Let's consider something that everyone wants - happy path. You will build MVP on your own, it went well, however it's not perfect. You want to progress with development, while users request some changes, to adjust a tool, to add new feature. It came up that it will take ages for you. You seek some help, but you chose super niched framework, that no one uses, there are no developers with experience in it, and even if there are, they are super expensive. You are not in the best place.
Let's also think about bugs and errors. The same case - you already have users, you want to progress with development, but there is some low level issue, that occurs only on specific device (that you of course do not have), and in specific conditions. It came out that it's related to framework that you have used, but there are no open issues, there are no solutions on stack overflow, and ChatGPT doesn't know anything about it. You have to spend next 3 days debugging it, before fixing it.

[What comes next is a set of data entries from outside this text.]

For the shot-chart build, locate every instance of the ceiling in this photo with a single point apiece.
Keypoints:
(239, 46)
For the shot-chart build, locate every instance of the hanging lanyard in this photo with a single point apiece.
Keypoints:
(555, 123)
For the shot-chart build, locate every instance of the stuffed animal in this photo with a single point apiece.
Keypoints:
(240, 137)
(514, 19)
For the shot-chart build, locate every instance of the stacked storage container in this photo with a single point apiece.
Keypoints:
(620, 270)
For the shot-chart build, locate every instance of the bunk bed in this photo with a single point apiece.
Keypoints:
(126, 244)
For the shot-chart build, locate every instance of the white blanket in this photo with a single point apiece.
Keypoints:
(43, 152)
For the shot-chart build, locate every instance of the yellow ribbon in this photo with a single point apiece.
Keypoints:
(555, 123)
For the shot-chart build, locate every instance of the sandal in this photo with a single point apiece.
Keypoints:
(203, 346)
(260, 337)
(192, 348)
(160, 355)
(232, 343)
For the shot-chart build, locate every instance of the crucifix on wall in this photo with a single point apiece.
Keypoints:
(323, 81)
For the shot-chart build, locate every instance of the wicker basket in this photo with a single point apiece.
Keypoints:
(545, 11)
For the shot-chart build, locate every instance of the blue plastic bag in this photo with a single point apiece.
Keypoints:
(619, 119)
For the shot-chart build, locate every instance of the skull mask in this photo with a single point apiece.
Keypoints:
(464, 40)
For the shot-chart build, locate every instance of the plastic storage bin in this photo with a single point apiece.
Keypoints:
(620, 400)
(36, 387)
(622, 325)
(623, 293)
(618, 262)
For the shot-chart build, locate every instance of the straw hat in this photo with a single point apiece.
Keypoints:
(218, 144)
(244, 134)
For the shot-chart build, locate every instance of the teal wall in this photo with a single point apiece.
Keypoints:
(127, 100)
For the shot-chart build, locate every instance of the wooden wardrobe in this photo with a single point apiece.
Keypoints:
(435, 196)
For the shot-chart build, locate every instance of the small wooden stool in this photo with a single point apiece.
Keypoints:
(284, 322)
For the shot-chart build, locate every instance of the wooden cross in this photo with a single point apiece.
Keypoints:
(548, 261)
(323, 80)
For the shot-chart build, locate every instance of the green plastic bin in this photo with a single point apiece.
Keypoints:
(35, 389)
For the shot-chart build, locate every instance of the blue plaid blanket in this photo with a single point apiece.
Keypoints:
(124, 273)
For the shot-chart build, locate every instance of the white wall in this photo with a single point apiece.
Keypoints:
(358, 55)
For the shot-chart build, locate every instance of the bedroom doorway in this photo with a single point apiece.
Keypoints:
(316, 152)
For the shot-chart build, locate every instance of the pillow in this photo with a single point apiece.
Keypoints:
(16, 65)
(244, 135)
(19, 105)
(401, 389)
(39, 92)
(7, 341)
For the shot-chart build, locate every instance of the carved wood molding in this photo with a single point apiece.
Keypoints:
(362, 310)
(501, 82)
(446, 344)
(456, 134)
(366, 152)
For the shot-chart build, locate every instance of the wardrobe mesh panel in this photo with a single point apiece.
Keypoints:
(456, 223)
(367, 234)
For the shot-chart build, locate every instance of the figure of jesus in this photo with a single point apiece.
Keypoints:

Bigger community is a big +, and there are no doubts. I do not wish you any low level issues, but from my experience it always happens, on some stage of development, and I think that it might be worth to use more common tool just due to that reason.
My Tech Stack choices
My go to Tech Stack has changed over time, however as I focus on web app and website development full-time, I came out with the one that fits 99% of use cases. What do I focus on? Being able to get the job done, speed of the solution, reliability, familiarity with the tool, speed of development, developer experience, available libraries and community size. That's why most of my solutions use TypeScript, Next.js, TailwindCSS as backbone, and Vercel as deployment solution.
Of course, I came through long journey, until I came up with that. Trying out different things was crucial in picking up the right tool. I feel still open minded about my tech stack, and I think that this is the right approach, as it all depends on the project, and more importantly, it changes overtime (and time moves rapidly in this space!).
Conclusion
Tech Stack choice is important for tech startups, but as with everything we should consider key factors, focus on needs of end users, and balance everything. It's all about picking the right tool at given time, and being open-minded and flexible when changes are needed.